In addition to recognizing the best poetry at home and abroad, the Griffin Prize has a long-standing tradition of recruiting truly outstanding judges. This year's group includes the British poet Alice Oswald, author most recently of Memorial, an exceptional volume of verse that reimagines Homer's The Iliad. Ahead of this year's ceremony, The Globe asked Oswald about her experience on the prize jury.
I was excited when you were named as a judge for this prize, because it seemed to me that the temperament of your own work would perhaps collide in interesting ways with the Canadian submissions for this prize. How much did you know of Canadian poetry before you began reading for the prize? What was your sense of it?
I've always admired Anne Carson's work, perhaps because it is borderless and unplaceable: a bit French, a bit Greek, slightly Cycladic, Hermetic, German, Canadian, lunar. Robert Bringhurst's work has a similarly international range, though his research into Haida culture tethers him (in a good way) to one part of the world. I was drawn to his writing early on because of my interest in oral traditions and through him came to know the poetry of Jan Zwicky – which I've loved. Tim Lilburn's book, Moosewood Sandhills, made a strong impression on me and perhaps because of that, I came to think of Canadian poetry as a quiet discipline – watchful and outdoor and philosophical.
Did the submissions you read line up with that sense? What surprised you (or didn't, I suppose!) about them?
I was astonished by the quantity and variety of Canadian submissions. Poetry is hard at work out there! It was particularly good for me to come across so much urban Canadian poetry – I liked its humour and swiftness.
Did you notice any particular trends or through lines that set the Canadian submissions apart from the international ones?
There was a certain modesty to the Canadian submissions. Sometimes this manifested as a bashful attentiveness to the natural world, sometimes as a self-deprecating humour in the face of the urban world. Modesty is a good quality, although too much of it might deprive a poem of necessary contradictions. Related to this modesty there seemed to be a strain of anxiety about land ownership – which at its most interesting emerged as a disturbance or wavering in the language.
I've watched with great interest as a younger generation of British poets seems to be coalescing – I'm thinking of some of your Faber and Faber colleagues, in Jack Underwood and Emily Berry, and writers such as Rebecca Perry, whose first book I quite liked. What is new and interesting in British verse? Where is it going next?
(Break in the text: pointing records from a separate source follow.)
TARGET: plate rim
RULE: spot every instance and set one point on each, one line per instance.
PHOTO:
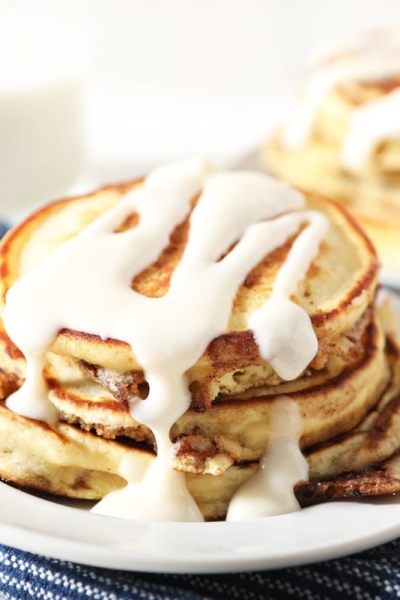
(153, 549)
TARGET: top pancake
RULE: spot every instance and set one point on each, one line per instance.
(339, 285)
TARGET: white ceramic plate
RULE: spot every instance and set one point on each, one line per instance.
(310, 535)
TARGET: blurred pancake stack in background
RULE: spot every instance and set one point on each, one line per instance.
(343, 136)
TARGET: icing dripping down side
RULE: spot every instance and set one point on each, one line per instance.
(270, 491)
(248, 212)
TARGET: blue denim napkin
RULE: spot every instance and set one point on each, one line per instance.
(370, 575)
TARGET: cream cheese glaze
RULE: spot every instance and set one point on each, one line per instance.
(371, 56)
(250, 212)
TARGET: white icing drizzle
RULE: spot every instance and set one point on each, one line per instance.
(372, 123)
(85, 285)
(270, 491)
(373, 56)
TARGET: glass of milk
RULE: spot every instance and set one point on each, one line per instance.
(41, 111)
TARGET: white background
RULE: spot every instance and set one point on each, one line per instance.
(179, 77)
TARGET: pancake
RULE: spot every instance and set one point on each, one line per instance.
(343, 139)
(97, 430)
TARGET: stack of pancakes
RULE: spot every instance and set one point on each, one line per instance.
(346, 142)
(348, 396)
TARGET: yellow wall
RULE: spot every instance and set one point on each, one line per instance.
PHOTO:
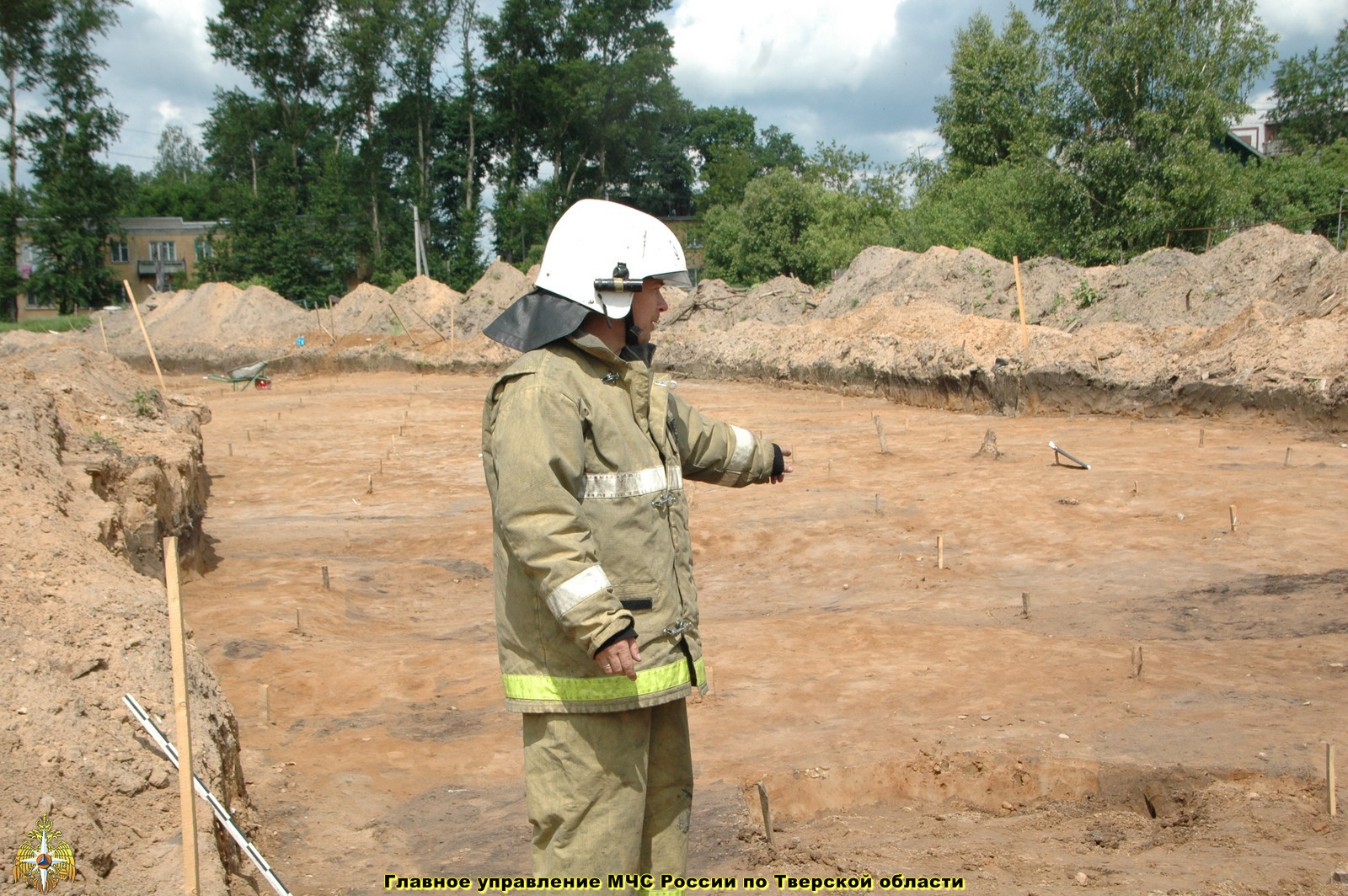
(139, 235)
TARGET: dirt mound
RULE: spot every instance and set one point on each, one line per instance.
(431, 303)
(492, 294)
(99, 469)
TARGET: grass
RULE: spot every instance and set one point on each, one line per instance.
(64, 323)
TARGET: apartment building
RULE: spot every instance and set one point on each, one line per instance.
(152, 255)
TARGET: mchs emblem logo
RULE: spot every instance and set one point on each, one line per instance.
(44, 857)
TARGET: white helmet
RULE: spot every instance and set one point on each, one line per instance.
(600, 253)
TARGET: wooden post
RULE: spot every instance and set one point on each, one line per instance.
(402, 325)
(177, 650)
(145, 333)
(1331, 801)
(768, 814)
(1019, 301)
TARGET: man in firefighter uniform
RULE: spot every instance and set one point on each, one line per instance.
(586, 456)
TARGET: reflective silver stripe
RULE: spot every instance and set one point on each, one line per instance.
(743, 449)
(576, 589)
(647, 482)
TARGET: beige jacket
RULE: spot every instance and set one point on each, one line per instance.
(586, 458)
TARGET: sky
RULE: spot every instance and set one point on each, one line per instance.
(863, 73)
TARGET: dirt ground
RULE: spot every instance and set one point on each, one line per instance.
(902, 712)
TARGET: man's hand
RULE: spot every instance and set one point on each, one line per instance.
(786, 468)
(620, 658)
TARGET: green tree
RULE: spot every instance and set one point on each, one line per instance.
(1311, 96)
(1303, 189)
(179, 184)
(999, 104)
(76, 197)
(583, 87)
(22, 27)
(1149, 88)
(731, 152)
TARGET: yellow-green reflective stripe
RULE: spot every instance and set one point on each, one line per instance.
(550, 687)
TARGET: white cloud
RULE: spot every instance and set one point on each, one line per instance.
(741, 47)
(1304, 24)
(168, 111)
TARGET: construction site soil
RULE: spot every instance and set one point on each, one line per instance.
(943, 648)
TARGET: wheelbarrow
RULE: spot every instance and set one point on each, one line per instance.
(242, 376)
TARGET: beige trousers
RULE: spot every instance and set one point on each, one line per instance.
(610, 792)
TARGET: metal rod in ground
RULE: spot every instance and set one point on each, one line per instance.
(768, 814)
(1057, 451)
(220, 812)
(177, 650)
(1331, 802)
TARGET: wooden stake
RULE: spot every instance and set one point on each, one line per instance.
(146, 333)
(177, 651)
(768, 814)
(1331, 801)
(1019, 301)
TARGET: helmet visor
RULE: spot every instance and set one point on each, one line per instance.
(678, 280)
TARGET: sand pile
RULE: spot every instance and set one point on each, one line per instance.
(431, 303)
(1262, 312)
(494, 291)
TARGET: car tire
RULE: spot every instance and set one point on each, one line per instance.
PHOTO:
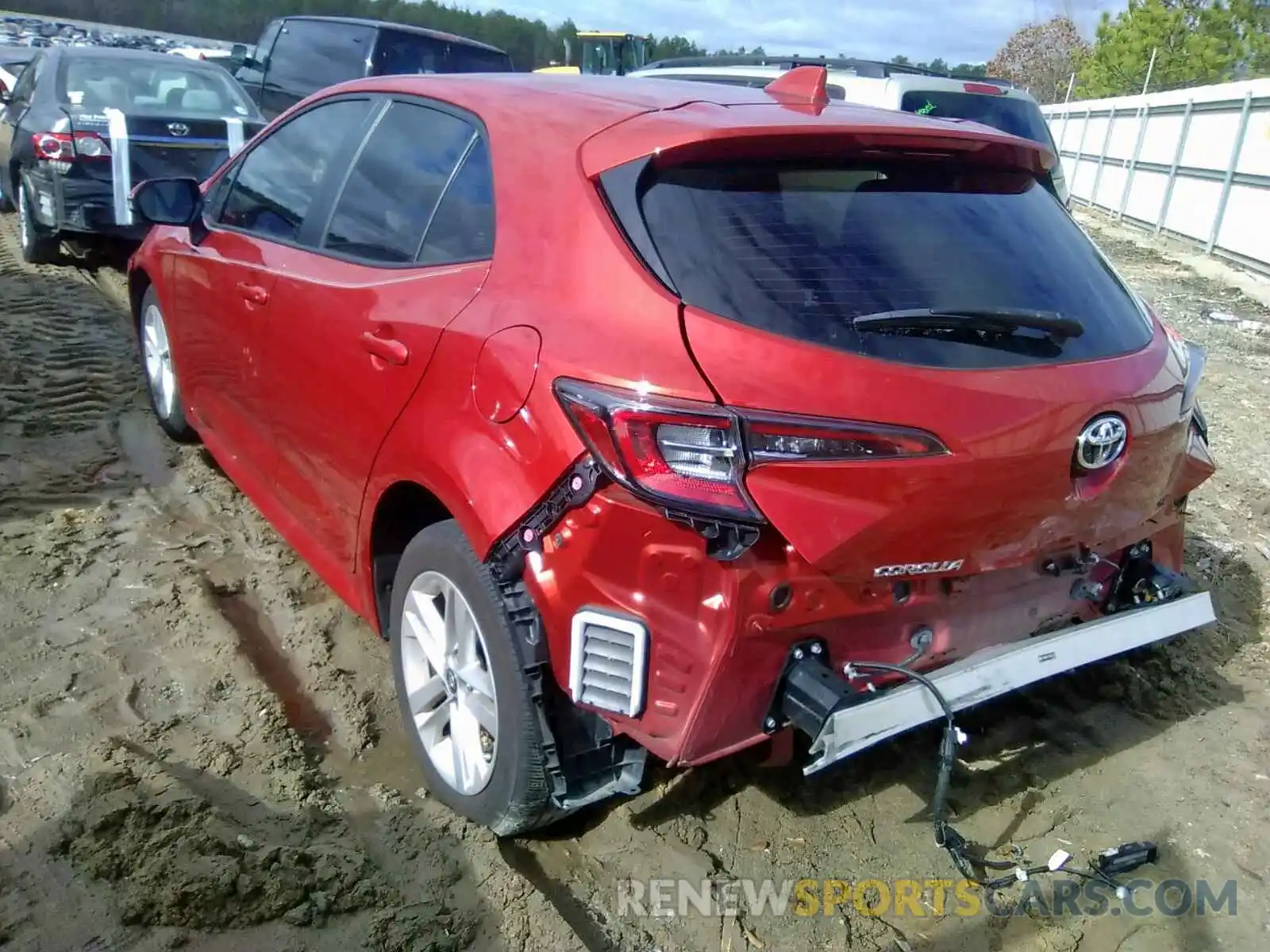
(501, 785)
(163, 386)
(6, 188)
(38, 245)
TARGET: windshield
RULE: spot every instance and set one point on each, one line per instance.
(1019, 117)
(802, 248)
(412, 54)
(736, 80)
(613, 55)
(99, 83)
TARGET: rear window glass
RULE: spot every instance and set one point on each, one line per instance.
(1019, 117)
(140, 86)
(749, 82)
(800, 249)
(412, 54)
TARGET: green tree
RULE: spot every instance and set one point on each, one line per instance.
(1041, 57)
(1195, 42)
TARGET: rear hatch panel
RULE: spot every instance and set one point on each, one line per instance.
(772, 267)
(159, 145)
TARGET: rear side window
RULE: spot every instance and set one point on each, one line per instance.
(800, 249)
(397, 183)
(410, 54)
(279, 178)
(1019, 117)
(310, 55)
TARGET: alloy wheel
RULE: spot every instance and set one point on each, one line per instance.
(451, 691)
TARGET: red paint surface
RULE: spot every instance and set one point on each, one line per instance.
(315, 427)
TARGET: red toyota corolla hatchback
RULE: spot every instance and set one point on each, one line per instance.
(670, 418)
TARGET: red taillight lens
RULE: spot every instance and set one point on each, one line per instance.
(772, 440)
(679, 454)
(694, 456)
(67, 148)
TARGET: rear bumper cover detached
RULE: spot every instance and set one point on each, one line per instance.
(859, 724)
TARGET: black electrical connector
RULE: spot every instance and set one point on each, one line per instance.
(1127, 857)
(1109, 865)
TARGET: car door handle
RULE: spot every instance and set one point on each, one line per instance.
(253, 292)
(385, 348)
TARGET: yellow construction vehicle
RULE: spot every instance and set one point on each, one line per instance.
(605, 52)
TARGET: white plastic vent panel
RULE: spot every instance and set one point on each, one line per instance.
(609, 662)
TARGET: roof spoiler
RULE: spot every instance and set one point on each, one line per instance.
(869, 69)
(803, 86)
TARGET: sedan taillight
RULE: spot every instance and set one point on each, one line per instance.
(694, 456)
(67, 148)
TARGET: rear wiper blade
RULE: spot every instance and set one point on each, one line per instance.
(988, 319)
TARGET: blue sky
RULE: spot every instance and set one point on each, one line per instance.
(959, 31)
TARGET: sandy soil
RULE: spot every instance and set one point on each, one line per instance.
(198, 747)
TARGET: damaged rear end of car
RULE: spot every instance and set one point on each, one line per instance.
(946, 443)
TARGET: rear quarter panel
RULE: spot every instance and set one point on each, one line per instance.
(560, 267)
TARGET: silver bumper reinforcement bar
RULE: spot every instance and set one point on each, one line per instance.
(999, 670)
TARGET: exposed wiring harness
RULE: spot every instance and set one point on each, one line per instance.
(1118, 860)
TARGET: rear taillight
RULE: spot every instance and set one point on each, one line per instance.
(67, 146)
(676, 452)
(694, 456)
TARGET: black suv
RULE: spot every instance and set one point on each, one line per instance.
(296, 56)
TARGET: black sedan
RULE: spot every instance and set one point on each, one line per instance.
(84, 125)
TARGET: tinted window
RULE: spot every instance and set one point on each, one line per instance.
(311, 55)
(267, 40)
(800, 249)
(1019, 117)
(395, 183)
(94, 83)
(751, 82)
(279, 178)
(410, 54)
(463, 228)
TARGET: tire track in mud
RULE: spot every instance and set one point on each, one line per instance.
(67, 370)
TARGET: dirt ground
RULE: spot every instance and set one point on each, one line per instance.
(198, 746)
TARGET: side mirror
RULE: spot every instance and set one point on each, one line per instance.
(168, 201)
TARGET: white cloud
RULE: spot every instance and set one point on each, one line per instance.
(958, 31)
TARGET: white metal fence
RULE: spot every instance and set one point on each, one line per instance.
(1191, 163)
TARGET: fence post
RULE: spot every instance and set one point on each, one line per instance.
(1172, 169)
(1230, 171)
(1103, 156)
(1133, 163)
(1080, 152)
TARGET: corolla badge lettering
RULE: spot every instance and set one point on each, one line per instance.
(891, 571)
(1102, 442)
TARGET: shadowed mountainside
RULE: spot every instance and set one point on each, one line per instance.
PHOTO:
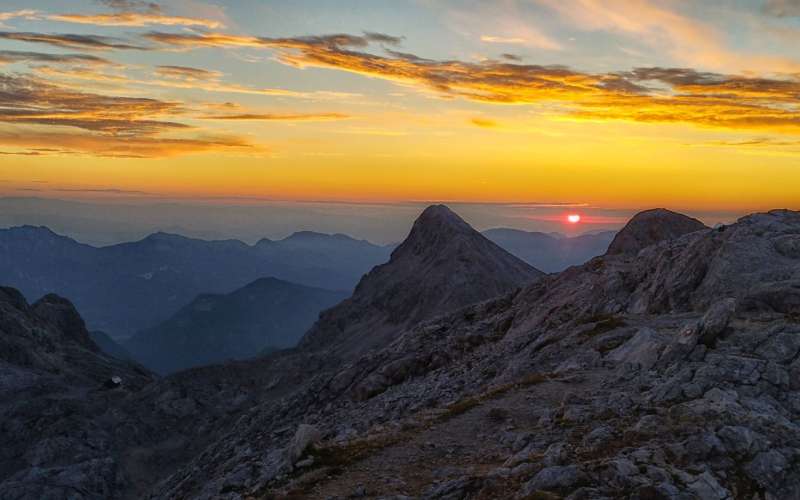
(122, 289)
(671, 372)
(442, 265)
(550, 253)
(266, 314)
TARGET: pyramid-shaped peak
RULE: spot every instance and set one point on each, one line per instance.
(440, 216)
(650, 227)
(444, 264)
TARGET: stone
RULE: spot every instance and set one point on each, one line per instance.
(715, 320)
(305, 436)
(558, 477)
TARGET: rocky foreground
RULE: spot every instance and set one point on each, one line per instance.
(669, 368)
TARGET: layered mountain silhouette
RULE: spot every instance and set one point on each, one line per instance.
(122, 289)
(666, 370)
(442, 265)
(50, 336)
(551, 252)
(265, 315)
(109, 345)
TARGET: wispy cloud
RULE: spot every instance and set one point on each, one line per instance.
(23, 13)
(135, 19)
(533, 39)
(12, 56)
(128, 147)
(101, 125)
(782, 8)
(680, 96)
(187, 73)
(483, 122)
(71, 41)
(686, 39)
(31, 100)
(291, 117)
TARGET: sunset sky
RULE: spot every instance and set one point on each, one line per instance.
(600, 103)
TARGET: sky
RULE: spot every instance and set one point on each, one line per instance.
(598, 106)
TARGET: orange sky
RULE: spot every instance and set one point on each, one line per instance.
(634, 104)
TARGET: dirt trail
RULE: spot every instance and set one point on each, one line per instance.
(429, 455)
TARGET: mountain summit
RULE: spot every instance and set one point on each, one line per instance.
(650, 227)
(442, 265)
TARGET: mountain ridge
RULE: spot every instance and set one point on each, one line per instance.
(443, 264)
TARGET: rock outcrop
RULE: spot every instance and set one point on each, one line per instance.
(443, 265)
(664, 376)
(671, 373)
(651, 226)
(54, 390)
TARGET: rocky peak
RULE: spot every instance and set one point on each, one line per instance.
(650, 227)
(443, 264)
(62, 315)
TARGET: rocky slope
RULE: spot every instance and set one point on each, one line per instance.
(55, 385)
(550, 253)
(669, 374)
(651, 226)
(268, 313)
(442, 265)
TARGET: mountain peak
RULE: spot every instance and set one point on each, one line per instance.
(444, 264)
(440, 217)
(650, 227)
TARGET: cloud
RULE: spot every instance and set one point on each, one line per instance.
(483, 122)
(187, 73)
(293, 117)
(34, 101)
(24, 13)
(222, 40)
(202, 40)
(131, 5)
(757, 142)
(86, 42)
(648, 95)
(12, 56)
(135, 19)
(505, 40)
(128, 147)
(685, 39)
(782, 8)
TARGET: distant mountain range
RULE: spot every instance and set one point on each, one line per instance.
(267, 314)
(125, 288)
(666, 368)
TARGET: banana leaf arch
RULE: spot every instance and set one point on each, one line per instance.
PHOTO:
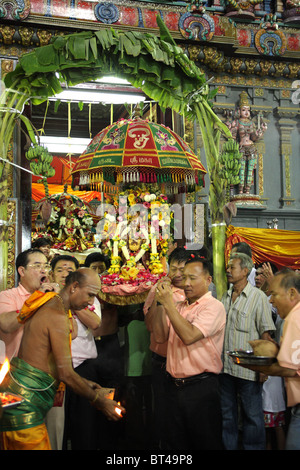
(154, 64)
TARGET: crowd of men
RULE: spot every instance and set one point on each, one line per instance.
(52, 326)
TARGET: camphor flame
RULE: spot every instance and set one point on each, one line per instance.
(4, 369)
(118, 410)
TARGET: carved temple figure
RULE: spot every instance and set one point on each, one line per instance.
(243, 130)
(241, 8)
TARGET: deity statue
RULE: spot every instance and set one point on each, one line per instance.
(243, 130)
I'm no expert in new English verse because I don't live at the centre of it, but I've been excited by the effect of American rap on younger poets. Performance poetry is no longer looked on as inferior to page poetry and I think that has brought drama and increased clarity to the poetry world. Kate Tempest's work is well-known, but there are plenty of others. There's also room for experimental work, with digital poetry now more widely known and a lot of visual or audio poetry installed in public places – and, as you mention, there is a wave of interesting new poets, including Rebecca Perry, Sam Riviere, Russell Jones, Harry Mann, Fiona Benson, et cetera. So I would say that poetry is thriving in its world – but there is a wider context, in which the arts are being undervalued in schools and universities and underfunded across the country. I do think our culture is suffering from the unequal education systems that now operate over here.
I've previously argued that the division between the Canadian and International categories should be dissolved, and it should just be one big thing – that doing so, in fact, is necessary to the long-term legitimacy of the Griffin Prize. What do you think of that idea?
Yes, I agree with this. Writers must always shed their categories and it would surely stimulate Canadian poets to feel they were competing internationally.
This interview has been condensed and edited.